Des indicateurs difficiles à interpréter en vie réelle
Le second objectif -la construction des indicateurs associés aux mesures- représente un défi moins connu, et pourtant non moins négligeable que le premier.
A partir des mesures physiologiques réalisées en laboratoire ou en milieu clinique, sont issus les indicateurs qui vont apporter l’aide au diagnostic de symptômes ou de pathologies. Néanmoins il s’avère que ces indicateurs sont souvent peu ou pas applicables lorsque la mesure s’effectue dans des conditions de vie réelle.
En milieu clinique, les conditions de mesure sont contrôlées, et les phénomènes observés sur les signaux sont "spécifiques" : ils traduisent, à l’exemple d’une tachycardie ou d’une arythmie cardiaque, un possible trouble cardiovasculaire. Mais en conditions de vie réelle, des situations d’activité physique (le simple fait de monter des escaliers), peuvent engendrer le même type de réponses, sans pour autant relever d’une pathologie particulière. Ils sont donc "non-spécifiques", et doivent absolument être accompagnés d’une contextualisation des mesures, représentative de la situation dans laquelle elles ont été effectuées.
Des problématiques complexes de fusion de données
Il s’agit donc de redéfinir les indicateurs cliniques de ces symptômes, à partir de mesures multiparamétriques réalisées au préalable, lors d’essais cliniques, dans des conditions identiques ou similaires (par exemple dans des environnements tels que les Living Lab Santé). Ce sont alors des problématiques de fusion de données qui apparaissent et qui peuvent devenir particulièrement complexes.
En conclusion, la réussite de la réalisation d’un capteur portable connecté réside essentiellement dans l’innovation de la méthode de mesure, pour s’assurer de la qualité, de la fiabilité et de son acceptabilité.
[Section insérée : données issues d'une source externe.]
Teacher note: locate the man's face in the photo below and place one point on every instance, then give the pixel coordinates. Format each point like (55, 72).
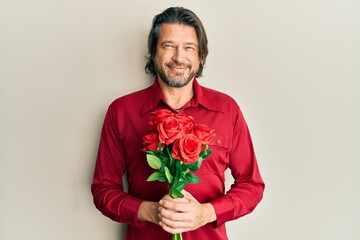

Ce savoir-faire est aujourd’hui entre les mains des laboratoires de recherche, publics ou privés, alors que l’intégration technologique peut facilement être aujourd’hui sous-traitée auprès de bureaux d’études spécialisés. Par la suite, l’utilisabilité de ces systèmes dépendra de notre capacité à élaborer de nouveaux indicateurs cliniques pertinents, pour lesquels les avancées réalisées en machine learning ces dernières années pourraient apporter de nouvelles solutions.